In a cohort of over 5,000 IUD users, we found that PID is a rare complication of IUD use, even among women testing positive for GC and/or CT. Clinicians should dispel the myths and misconceptions regarding young age, IUD use, and infection risk. IUDs should be offered as first-line contraceptive options for most women, including high-risk women. In addition, same-day IUD insertion should be considered, as the rate of infectious morbidity is low even in the highest risk groups.

Acknowledgments

This research was supported in part by (1) an anonymous foundation; (2) Washington University Institute of Clinical and Translational Science grants UL1TR000448 and TL1 TR000449 from the National Center for Advancing Translational Sciences; and (3) award number K23HD070979 from the Eunice Kennedy Shriver National Institute of Child Health and Human Development. The content is solely the responsibility of the authors and does not necessarily represent the official view of the National Institutes of Health.

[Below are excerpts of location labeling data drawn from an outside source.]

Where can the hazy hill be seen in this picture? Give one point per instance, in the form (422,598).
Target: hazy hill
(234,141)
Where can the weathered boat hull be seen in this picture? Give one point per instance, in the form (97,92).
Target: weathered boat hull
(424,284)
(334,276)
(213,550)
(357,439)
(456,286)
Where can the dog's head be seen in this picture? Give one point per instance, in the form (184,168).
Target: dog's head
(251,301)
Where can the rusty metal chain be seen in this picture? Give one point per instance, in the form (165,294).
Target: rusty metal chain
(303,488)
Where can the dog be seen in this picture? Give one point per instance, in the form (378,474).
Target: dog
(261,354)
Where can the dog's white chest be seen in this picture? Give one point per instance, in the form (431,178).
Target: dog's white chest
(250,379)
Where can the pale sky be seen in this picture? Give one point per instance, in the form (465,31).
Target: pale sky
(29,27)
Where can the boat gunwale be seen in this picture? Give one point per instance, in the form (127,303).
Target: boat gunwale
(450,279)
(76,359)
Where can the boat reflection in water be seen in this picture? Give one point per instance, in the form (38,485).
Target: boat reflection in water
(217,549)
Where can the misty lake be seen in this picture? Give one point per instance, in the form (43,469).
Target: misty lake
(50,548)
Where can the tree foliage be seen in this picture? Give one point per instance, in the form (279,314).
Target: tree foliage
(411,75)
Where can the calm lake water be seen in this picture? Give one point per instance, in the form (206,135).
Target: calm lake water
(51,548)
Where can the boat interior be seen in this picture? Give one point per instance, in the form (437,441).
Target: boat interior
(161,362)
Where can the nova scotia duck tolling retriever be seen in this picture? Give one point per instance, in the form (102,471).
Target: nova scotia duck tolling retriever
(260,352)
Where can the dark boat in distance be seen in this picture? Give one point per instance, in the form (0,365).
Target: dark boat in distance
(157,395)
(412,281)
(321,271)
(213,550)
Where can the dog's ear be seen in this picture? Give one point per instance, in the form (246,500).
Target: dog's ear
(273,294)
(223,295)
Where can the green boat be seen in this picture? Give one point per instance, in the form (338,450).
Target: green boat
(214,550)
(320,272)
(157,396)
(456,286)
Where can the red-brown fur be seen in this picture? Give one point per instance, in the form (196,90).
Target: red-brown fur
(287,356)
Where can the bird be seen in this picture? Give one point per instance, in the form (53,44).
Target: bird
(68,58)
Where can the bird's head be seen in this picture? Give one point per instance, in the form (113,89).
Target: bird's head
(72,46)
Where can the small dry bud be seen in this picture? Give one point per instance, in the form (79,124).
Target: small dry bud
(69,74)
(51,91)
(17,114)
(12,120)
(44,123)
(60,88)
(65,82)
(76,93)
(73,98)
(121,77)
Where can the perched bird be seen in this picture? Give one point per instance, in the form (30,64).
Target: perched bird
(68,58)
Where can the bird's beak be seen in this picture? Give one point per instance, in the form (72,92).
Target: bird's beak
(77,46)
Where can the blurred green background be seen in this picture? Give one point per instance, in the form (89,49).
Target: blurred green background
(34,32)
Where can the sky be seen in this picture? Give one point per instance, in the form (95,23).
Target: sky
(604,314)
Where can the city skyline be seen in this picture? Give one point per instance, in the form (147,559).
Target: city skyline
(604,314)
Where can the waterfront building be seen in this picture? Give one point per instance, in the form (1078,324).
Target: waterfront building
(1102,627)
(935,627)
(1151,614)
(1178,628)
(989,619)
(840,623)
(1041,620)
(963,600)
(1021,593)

Author Disclosure Statement

Dr. Madden receives honorarium for serving on an advisory board for Bayer Healthcare Pharmaceuticals and on a data safety monitoring board for phase 4 safety studies of Bayer contraceptive products. Dr. Peipert receives research support from Bayer Healthcare Pharmaceuticals, Merck & Co, Inc., and TEVA Pharmaceuticals, and serves on advisory boards for TEVA Pharmaceuticals and MicroCHIPS. For all other authors, no competing financial interests exist.